Computing an average or two numbers seems simple and innocent enough of an operation. Here is an example from an Algorithms text book:
int m = (a+b) / 2
where a and b are also int’s, which are signed 32-bit values on most computers. This code seems innocent enough: add two integers, divide by two, and boom, we have computed an average value. This works in math, why shouldn’t it work in code? Well…
The above code works great for small values of a and b. However, as the sum of a and b reaches the upper limit for a 32-bit integer, things start to go wrong. For example,
a = 2; b = 5; (a+b) is 7
a = 2; b = 2147483647; (a+b) is -2147483647
How is this possible? What kind of goofy math is this?
Finite precision of integers, 32-bits signed integers, in this case, is the reason for this issue. The value 2147483647 happens to be INT_MAX, which is the largest integer value supported by the C data type of int. When we add 2 to INT_MAX, we get an overflow condition, where the result of addition wraps around to negative values. For overflow to happen, the sum needs to end up larger than INT_MAX value.

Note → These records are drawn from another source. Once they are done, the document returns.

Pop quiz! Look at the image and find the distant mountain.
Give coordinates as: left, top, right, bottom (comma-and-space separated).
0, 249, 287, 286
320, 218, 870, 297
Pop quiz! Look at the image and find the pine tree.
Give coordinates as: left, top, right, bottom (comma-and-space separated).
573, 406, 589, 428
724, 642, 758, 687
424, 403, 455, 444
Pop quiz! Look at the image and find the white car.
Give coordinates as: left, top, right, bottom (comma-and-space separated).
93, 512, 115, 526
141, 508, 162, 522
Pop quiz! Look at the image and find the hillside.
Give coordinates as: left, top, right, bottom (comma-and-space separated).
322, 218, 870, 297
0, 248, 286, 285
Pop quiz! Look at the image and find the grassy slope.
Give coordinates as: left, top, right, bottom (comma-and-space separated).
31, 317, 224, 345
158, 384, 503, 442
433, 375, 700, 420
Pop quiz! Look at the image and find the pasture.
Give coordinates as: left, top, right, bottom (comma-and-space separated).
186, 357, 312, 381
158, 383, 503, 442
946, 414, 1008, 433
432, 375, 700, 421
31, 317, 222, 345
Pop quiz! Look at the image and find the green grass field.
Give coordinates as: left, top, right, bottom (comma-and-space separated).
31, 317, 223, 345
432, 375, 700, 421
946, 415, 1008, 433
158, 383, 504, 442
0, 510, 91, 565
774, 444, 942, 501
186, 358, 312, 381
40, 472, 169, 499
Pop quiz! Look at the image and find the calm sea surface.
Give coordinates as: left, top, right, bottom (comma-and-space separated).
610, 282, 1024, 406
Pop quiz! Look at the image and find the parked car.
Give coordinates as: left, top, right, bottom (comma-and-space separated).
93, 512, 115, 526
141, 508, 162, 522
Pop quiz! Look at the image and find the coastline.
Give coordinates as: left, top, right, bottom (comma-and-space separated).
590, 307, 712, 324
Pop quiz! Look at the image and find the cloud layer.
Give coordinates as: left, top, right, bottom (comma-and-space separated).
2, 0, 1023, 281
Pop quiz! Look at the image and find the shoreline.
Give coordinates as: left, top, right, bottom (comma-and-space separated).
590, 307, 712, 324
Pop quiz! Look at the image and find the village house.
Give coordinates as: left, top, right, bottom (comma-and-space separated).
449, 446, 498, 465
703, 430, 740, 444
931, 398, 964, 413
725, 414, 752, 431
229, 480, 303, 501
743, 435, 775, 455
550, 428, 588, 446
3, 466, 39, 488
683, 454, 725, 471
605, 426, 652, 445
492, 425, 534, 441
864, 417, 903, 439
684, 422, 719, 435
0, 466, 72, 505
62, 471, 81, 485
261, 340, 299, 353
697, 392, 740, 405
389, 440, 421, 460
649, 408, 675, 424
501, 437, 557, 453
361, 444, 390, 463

Both a and b, can be quite a bit smaller than INT_MAX, and both can be positive, but if their sum ends up bigger than INT_MAX, then the result will be negative.

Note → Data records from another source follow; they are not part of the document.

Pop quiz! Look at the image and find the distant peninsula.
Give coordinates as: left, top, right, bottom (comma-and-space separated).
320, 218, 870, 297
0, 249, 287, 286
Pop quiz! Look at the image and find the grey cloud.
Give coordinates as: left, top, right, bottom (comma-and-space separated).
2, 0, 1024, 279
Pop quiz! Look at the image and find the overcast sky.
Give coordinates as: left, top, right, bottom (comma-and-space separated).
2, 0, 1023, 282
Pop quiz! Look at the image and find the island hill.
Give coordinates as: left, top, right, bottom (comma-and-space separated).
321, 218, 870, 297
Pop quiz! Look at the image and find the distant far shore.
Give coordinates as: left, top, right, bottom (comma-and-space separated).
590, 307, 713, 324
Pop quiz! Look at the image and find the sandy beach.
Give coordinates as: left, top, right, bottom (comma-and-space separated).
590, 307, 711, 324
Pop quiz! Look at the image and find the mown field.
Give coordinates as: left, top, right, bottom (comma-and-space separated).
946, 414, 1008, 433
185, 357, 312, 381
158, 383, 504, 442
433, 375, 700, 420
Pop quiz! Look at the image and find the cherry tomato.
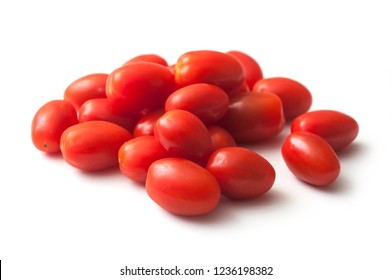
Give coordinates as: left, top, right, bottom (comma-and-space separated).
227, 80, 250, 97
291, 110, 359, 151
64, 73, 108, 111
32, 100, 78, 153
281, 131, 340, 186
165, 83, 229, 125
119, 136, 171, 184
106, 62, 175, 114
206, 147, 275, 199
79, 98, 139, 131
60, 121, 132, 171
253, 77, 312, 120
175, 50, 245, 95
220, 92, 285, 143
208, 126, 236, 151
133, 108, 164, 137
227, 50, 263, 89
154, 109, 213, 163
146, 158, 221, 216
123, 54, 168, 66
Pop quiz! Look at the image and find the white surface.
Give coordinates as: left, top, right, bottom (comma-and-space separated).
1, 0, 391, 279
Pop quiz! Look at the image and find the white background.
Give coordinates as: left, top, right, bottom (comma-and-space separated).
1, 0, 391, 279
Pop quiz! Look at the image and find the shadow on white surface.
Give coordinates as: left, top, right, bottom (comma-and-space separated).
303, 175, 352, 195
170, 189, 288, 225
337, 141, 367, 159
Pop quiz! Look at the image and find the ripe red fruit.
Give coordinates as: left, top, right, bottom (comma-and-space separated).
253, 77, 312, 120
154, 109, 213, 163
281, 132, 341, 186
32, 100, 78, 153
220, 92, 285, 143
119, 136, 171, 184
146, 158, 221, 216
207, 147, 275, 199
60, 121, 132, 171
291, 110, 359, 151
175, 50, 245, 95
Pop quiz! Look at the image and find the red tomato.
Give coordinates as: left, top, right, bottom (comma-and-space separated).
60, 121, 132, 171
291, 110, 359, 151
253, 77, 312, 120
133, 108, 164, 137
118, 136, 171, 184
227, 50, 263, 89
154, 109, 213, 163
79, 98, 139, 131
220, 92, 285, 143
32, 100, 78, 153
175, 50, 245, 95
146, 158, 221, 216
227, 80, 250, 97
106, 62, 175, 114
64, 73, 108, 111
123, 54, 168, 66
165, 83, 229, 125
208, 126, 236, 151
281, 132, 340, 186
206, 147, 275, 199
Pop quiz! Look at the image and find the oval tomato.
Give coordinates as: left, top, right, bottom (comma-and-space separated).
291, 110, 359, 151
31, 100, 78, 153
165, 83, 229, 125
146, 158, 221, 216
133, 108, 165, 137
206, 147, 275, 199
60, 121, 132, 171
64, 73, 108, 111
219, 92, 285, 143
106, 62, 175, 114
227, 80, 250, 97
227, 50, 263, 89
79, 98, 139, 131
253, 77, 312, 120
175, 50, 245, 95
208, 126, 236, 151
119, 136, 171, 184
154, 109, 213, 163
123, 54, 168, 66
281, 132, 340, 186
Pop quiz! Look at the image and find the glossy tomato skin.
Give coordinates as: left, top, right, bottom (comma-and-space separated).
133, 108, 164, 137
220, 92, 285, 143
64, 73, 108, 111
32, 100, 78, 153
146, 158, 221, 216
227, 50, 263, 89
227, 80, 250, 97
253, 77, 312, 120
206, 147, 275, 199
60, 121, 132, 171
106, 62, 175, 114
165, 83, 229, 125
281, 132, 340, 186
118, 136, 171, 184
175, 50, 245, 95
208, 126, 237, 151
154, 110, 213, 164
123, 54, 168, 66
79, 98, 139, 132
291, 110, 359, 151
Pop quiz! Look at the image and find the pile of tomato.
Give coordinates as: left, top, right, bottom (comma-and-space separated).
31, 50, 359, 216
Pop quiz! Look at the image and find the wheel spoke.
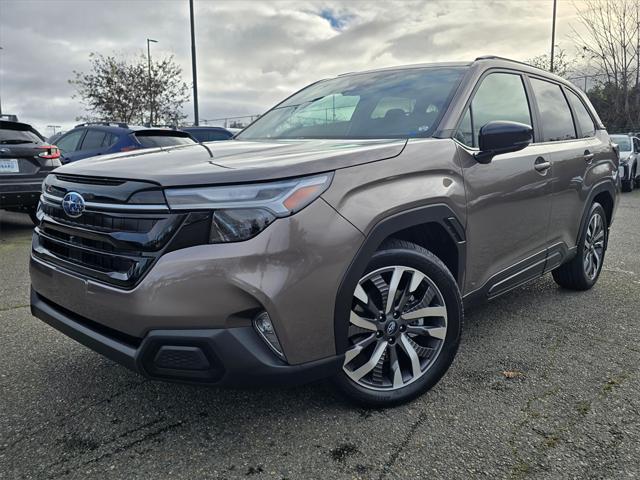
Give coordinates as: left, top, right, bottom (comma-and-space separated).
406, 325, 447, 340
344, 334, 376, 364
385, 267, 403, 314
400, 334, 421, 379
354, 283, 368, 304
347, 341, 387, 381
402, 305, 447, 321
389, 346, 403, 388
349, 311, 377, 331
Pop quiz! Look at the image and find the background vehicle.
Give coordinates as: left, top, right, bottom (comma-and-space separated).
181, 126, 235, 142
0, 120, 61, 223
47, 131, 66, 145
611, 134, 639, 192
54, 122, 197, 163
30, 57, 617, 407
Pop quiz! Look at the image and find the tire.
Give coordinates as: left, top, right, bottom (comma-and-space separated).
28, 209, 39, 225
622, 167, 634, 192
552, 202, 607, 291
333, 239, 463, 407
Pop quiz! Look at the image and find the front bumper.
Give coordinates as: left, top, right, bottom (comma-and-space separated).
30, 198, 364, 366
31, 289, 343, 385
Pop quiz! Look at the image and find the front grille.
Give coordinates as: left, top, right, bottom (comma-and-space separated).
33, 197, 187, 288
54, 174, 126, 186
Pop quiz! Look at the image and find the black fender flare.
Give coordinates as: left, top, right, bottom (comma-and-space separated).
333, 203, 466, 354
576, 180, 617, 249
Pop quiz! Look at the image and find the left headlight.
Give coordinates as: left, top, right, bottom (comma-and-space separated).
165, 173, 333, 243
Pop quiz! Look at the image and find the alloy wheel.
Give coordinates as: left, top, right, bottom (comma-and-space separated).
583, 212, 605, 280
343, 266, 448, 391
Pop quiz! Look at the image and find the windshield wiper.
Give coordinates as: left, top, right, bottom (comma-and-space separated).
0, 139, 35, 144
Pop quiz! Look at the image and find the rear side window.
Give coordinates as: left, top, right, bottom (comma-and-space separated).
565, 89, 595, 138
104, 132, 119, 148
530, 78, 576, 142
80, 129, 107, 150
56, 129, 85, 153
134, 133, 196, 148
457, 72, 532, 148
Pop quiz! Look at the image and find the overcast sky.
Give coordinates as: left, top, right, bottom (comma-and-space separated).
0, 0, 586, 136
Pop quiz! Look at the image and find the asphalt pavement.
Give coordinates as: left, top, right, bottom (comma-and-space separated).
1, 191, 639, 480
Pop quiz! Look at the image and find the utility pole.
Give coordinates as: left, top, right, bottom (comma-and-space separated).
550, 0, 557, 73
147, 38, 158, 125
189, 0, 199, 126
0, 46, 3, 116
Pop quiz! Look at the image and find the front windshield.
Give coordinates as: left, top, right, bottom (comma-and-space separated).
611, 135, 632, 151
237, 67, 466, 140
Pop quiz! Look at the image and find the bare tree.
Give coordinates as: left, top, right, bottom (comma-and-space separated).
70, 53, 190, 125
571, 0, 640, 131
526, 48, 575, 78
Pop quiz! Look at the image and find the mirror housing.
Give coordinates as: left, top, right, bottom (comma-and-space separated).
474, 121, 533, 164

There are many ways to fix this problem:
c = a / 2 + b / 2; // slightly lower precision, if we care
c = (a / 2) + (b / 2) + ((a % 2 + b % 2) / 2); // full precision
c = a + (b - a) / 2; // full precision, fewer operations
c = ((long long)a + b) / 2; // sum signed 64-bit, and down convert result
- The first solution is very simple, but loses slight precision, and can be off by 1 from the original code that we started with (at the top of this blog), when both values are odd.

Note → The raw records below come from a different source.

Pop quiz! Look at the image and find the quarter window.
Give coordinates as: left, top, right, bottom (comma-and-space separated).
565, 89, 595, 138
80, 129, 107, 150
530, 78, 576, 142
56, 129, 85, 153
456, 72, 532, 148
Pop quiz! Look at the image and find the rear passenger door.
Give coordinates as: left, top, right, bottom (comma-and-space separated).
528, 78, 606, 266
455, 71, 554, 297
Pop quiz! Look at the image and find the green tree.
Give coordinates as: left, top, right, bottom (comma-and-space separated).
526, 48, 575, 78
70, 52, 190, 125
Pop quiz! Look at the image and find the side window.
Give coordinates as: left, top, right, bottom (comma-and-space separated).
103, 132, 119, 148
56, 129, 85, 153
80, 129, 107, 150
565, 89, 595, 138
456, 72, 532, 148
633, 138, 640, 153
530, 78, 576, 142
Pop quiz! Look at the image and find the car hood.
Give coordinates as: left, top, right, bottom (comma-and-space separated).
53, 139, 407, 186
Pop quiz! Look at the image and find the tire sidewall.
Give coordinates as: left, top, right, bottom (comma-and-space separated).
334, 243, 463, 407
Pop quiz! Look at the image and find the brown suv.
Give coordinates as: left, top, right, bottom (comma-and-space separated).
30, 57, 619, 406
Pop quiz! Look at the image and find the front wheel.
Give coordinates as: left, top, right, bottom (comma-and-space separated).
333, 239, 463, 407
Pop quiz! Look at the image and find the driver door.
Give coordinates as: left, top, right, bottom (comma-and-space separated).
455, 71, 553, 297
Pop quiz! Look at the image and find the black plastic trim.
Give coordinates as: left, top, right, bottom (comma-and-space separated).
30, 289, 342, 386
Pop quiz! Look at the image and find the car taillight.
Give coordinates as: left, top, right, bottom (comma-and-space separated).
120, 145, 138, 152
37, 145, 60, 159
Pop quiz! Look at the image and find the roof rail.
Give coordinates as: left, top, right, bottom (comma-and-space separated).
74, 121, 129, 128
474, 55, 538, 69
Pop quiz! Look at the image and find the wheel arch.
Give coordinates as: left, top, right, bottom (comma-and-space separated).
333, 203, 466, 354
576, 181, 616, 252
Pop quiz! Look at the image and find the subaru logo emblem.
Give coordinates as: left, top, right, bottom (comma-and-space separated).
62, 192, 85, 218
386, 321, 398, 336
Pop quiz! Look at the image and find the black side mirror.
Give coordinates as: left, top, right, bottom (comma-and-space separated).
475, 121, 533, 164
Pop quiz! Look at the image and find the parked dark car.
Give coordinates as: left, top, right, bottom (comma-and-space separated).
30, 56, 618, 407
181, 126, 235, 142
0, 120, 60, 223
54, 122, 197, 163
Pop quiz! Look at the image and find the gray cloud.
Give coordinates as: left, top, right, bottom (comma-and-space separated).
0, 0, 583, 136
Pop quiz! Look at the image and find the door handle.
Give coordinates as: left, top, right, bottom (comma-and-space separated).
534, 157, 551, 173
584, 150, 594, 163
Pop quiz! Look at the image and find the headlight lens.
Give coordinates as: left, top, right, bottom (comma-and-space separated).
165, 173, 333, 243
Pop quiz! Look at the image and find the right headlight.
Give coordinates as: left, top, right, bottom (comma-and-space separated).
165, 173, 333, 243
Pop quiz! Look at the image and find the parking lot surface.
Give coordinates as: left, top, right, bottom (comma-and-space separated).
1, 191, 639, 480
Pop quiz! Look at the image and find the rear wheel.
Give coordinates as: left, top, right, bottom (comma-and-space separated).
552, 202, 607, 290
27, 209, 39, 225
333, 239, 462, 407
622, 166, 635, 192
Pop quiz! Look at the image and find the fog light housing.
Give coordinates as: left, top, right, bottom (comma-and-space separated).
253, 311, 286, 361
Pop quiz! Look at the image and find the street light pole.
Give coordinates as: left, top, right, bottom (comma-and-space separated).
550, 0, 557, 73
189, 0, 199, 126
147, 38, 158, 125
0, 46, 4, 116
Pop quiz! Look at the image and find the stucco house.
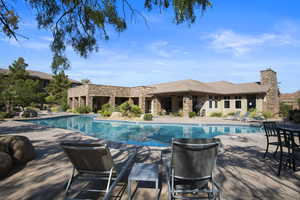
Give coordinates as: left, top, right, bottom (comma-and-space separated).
68, 68, 279, 117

- The second solution, is a clever one, where precision is restored by adding up the remainders.
- The third solution, is an interesting one, as it uses fewer calculations, yet produces an equivalent result to the original code we started with.
- The forth solution, is to convert both a and b to signed 64-bit integers, sum them, then divide by 2, followed by down conversion of the result to signed 32-bit integer.
These are all great solutions for an average of two signed 32-bit numbers, but what about computing an average of more than two values? What about other numeric data types, such as unsigned 32-bit integers, signed 64-bit integers, or 16-bit integers (signed and unsigned), or floating-point numbers? Let’s take each of these cases, one at a time.
Several of the above solutions extend well for arrays, and some don’t.
- The first solution does not extend well for large arrays. As the size of the array grows, each value of the array is divided by a larger value, losing substantial precision.
- The second solution extends well for large arrays, as it recaptures the lost precision within the modulus portion of the calculation.
- We will need to revisit solution three at some future point, as there may be something interesting there to explore further.
- The fourth solution is a wonderfully simple scheme of performing the sum, using larger precision values, which hold more bits. The sum can be computed using more bits to avoid overflow. After the sum has been obtained, a single division is performed to compute the average. This is the main algorithm/solution we will explore further, in C++ and in C#.